- Born: 14 February 1965 (age 61) Bergen, Norway
- Height: 6 ft 0 in (183 cm)
- Weight: 180 lb (82 kg; 12 st 12 lb)
- Position: Left wing
- Shot: Left
- Played for: Vålerenga Ishockey Furuset Ishockey Lillehammer IK Spektrum Flyers
- National team: Norway
- Playing career: 1984–1999

= Geir Hoff =

Norwegian ice hockey player

Geir Hoff (born 14 February 1965) is a Norwegian former professional ice hockey player.

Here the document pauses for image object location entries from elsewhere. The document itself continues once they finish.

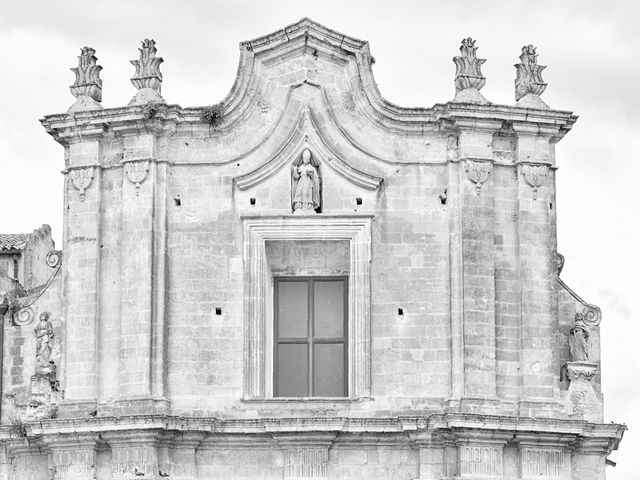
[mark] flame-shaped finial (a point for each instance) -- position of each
(468, 74)
(147, 79)
(529, 74)
(87, 87)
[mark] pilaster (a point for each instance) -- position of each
(537, 248)
(73, 457)
(80, 269)
(476, 242)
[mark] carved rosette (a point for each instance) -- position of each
(88, 82)
(81, 179)
(137, 172)
(478, 172)
(468, 74)
(529, 74)
(535, 176)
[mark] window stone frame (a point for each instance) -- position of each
(256, 232)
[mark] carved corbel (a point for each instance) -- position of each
(535, 176)
(478, 172)
(81, 179)
(137, 172)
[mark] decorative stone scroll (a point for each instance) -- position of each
(147, 78)
(535, 176)
(81, 179)
(480, 461)
(468, 74)
(542, 463)
(529, 74)
(137, 172)
(87, 87)
(478, 172)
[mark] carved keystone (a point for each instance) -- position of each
(478, 172)
(535, 176)
(137, 172)
(81, 179)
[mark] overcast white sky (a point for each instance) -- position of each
(590, 48)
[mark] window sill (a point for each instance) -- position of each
(306, 400)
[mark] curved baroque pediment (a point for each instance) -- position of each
(305, 135)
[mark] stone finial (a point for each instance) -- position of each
(529, 76)
(87, 87)
(468, 74)
(147, 79)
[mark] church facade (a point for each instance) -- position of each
(305, 281)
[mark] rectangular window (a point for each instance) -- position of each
(310, 337)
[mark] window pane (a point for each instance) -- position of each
(292, 379)
(328, 306)
(328, 370)
(292, 309)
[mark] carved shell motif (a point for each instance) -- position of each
(81, 179)
(535, 175)
(137, 172)
(478, 172)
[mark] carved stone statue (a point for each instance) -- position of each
(44, 334)
(305, 184)
(529, 74)
(579, 339)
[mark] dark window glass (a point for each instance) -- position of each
(310, 337)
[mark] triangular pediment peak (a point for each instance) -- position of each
(307, 137)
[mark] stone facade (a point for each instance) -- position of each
(462, 338)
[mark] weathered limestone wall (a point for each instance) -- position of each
(443, 219)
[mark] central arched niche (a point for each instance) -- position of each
(270, 188)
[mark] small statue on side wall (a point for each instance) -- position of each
(44, 334)
(305, 184)
(579, 339)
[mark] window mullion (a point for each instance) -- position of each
(310, 334)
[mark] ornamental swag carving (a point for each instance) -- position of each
(478, 172)
(535, 175)
(81, 179)
(137, 172)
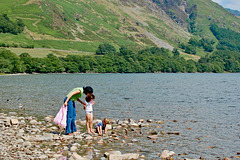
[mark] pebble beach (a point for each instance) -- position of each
(28, 137)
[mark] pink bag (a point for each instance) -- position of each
(61, 117)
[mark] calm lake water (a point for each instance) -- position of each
(206, 106)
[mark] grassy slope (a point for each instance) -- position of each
(83, 25)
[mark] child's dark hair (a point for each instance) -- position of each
(89, 98)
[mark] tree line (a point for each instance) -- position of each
(148, 60)
(8, 26)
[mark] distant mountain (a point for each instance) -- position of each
(83, 25)
(235, 12)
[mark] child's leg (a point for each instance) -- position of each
(91, 119)
(87, 123)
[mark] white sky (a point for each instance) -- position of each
(232, 4)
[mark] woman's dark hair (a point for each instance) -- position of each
(87, 89)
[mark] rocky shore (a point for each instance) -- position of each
(26, 137)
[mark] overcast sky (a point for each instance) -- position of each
(232, 4)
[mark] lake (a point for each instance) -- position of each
(205, 105)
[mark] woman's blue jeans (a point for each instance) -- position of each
(71, 117)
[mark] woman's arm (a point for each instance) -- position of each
(73, 93)
(81, 101)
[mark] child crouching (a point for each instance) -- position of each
(100, 126)
(89, 112)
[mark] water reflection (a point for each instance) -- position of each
(206, 106)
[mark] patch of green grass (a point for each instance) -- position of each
(40, 53)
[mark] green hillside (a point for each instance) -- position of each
(80, 25)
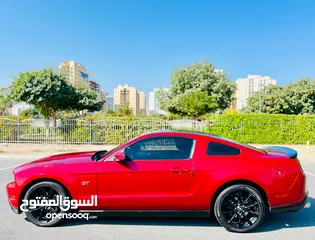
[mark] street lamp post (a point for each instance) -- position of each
(260, 100)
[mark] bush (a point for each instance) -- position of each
(264, 128)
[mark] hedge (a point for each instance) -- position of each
(264, 128)
(244, 128)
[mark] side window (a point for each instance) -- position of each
(218, 149)
(160, 148)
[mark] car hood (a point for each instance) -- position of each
(77, 157)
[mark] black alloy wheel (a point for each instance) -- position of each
(44, 191)
(240, 208)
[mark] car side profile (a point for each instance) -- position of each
(168, 173)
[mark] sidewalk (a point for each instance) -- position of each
(12, 150)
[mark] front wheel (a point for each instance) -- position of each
(240, 208)
(42, 215)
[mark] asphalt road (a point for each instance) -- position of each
(299, 225)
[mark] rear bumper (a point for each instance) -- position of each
(292, 208)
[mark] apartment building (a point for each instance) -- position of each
(142, 103)
(246, 87)
(127, 95)
(154, 107)
(75, 73)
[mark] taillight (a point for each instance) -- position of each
(298, 161)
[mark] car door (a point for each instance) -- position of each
(155, 175)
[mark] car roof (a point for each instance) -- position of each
(181, 132)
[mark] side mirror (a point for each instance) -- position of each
(119, 157)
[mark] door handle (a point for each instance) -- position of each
(178, 170)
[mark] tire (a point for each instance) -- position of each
(43, 189)
(240, 208)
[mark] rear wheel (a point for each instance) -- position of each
(42, 215)
(240, 208)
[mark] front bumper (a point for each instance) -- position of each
(13, 197)
(305, 203)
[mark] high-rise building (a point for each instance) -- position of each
(246, 87)
(126, 95)
(109, 104)
(75, 73)
(142, 103)
(154, 107)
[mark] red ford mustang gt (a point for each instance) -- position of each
(167, 173)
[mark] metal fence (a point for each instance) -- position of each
(75, 131)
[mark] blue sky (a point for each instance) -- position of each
(140, 42)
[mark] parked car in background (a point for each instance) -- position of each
(171, 173)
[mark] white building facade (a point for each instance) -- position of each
(154, 107)
(109, 103)
(246, 87)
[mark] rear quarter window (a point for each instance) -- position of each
(218, 149)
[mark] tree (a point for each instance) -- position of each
(199, 77)
(51, 94)
(5, 101)
(124, 110)
(297, 98)
(195, 104)
(110, 112)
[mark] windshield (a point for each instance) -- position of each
(100, 154)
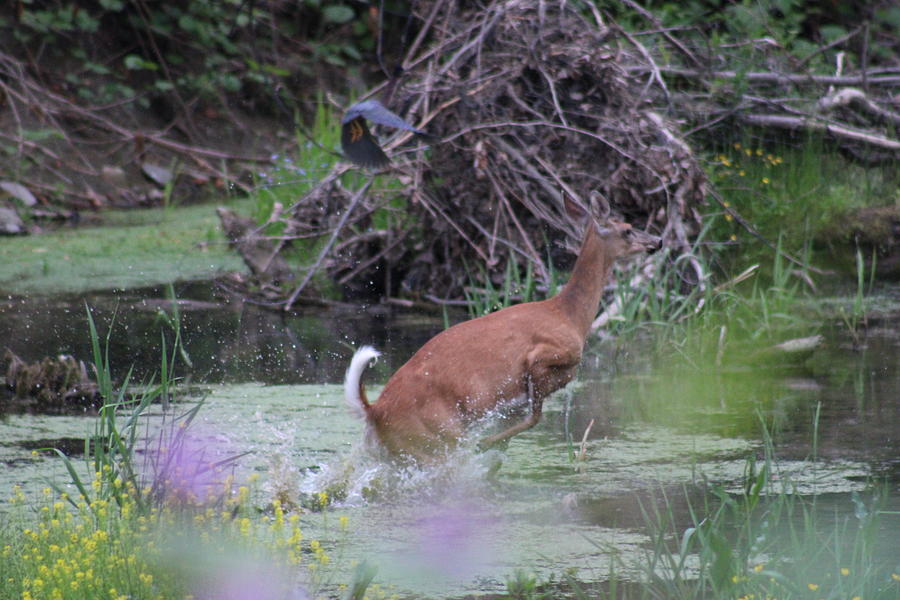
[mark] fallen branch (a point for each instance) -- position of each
(816, 124)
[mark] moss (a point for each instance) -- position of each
(131, 249)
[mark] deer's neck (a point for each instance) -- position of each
(580, 298)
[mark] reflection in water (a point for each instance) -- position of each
(659, 425)
(226, 340)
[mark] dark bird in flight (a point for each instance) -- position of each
(358, 143)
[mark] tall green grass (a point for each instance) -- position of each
(765, 542)
(130, 531)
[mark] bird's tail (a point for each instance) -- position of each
(354, 392)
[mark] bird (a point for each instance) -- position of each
(358, 143)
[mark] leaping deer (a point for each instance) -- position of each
(520, 353)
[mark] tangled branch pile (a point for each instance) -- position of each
(533, 102)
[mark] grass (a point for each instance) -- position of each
(173, 524)
(134, 248)
(767, 542)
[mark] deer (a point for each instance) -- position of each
(512, 357)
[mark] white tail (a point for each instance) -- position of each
(354, 393)
(528, 350)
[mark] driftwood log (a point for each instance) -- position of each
(532, 102)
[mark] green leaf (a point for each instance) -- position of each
(338, 13)
(134, 62)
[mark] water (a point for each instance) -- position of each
(656, 425)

A three times Olympian, he won five national titles with his clubs, and was awarded Gullpucken in 1991.

==Life and career==
Born in Bergen on 14 February 1965, Hoff began his career in Sweden with Västra Frölunda before spending two seasons at Michigan State University. Hoff then played in the Norwegian Elitserien for Vålerenga Ishockey, Furuset Ishockey, Lillehammer IK and the Spektrum Flyers between 1987 and 1995 before returning to Vålerenga for a second spell, eventually retiring in 1999.

He was also a member of the Norwegian national ice hockey team, and participated at the Winter Olympics in 1988, 1992, and 1994. He was Norwegian champion in 1988, 1990, 1994, 1998, and 1999, and was awarded Gullpucken as best Norwegian ice hockey player in 1991.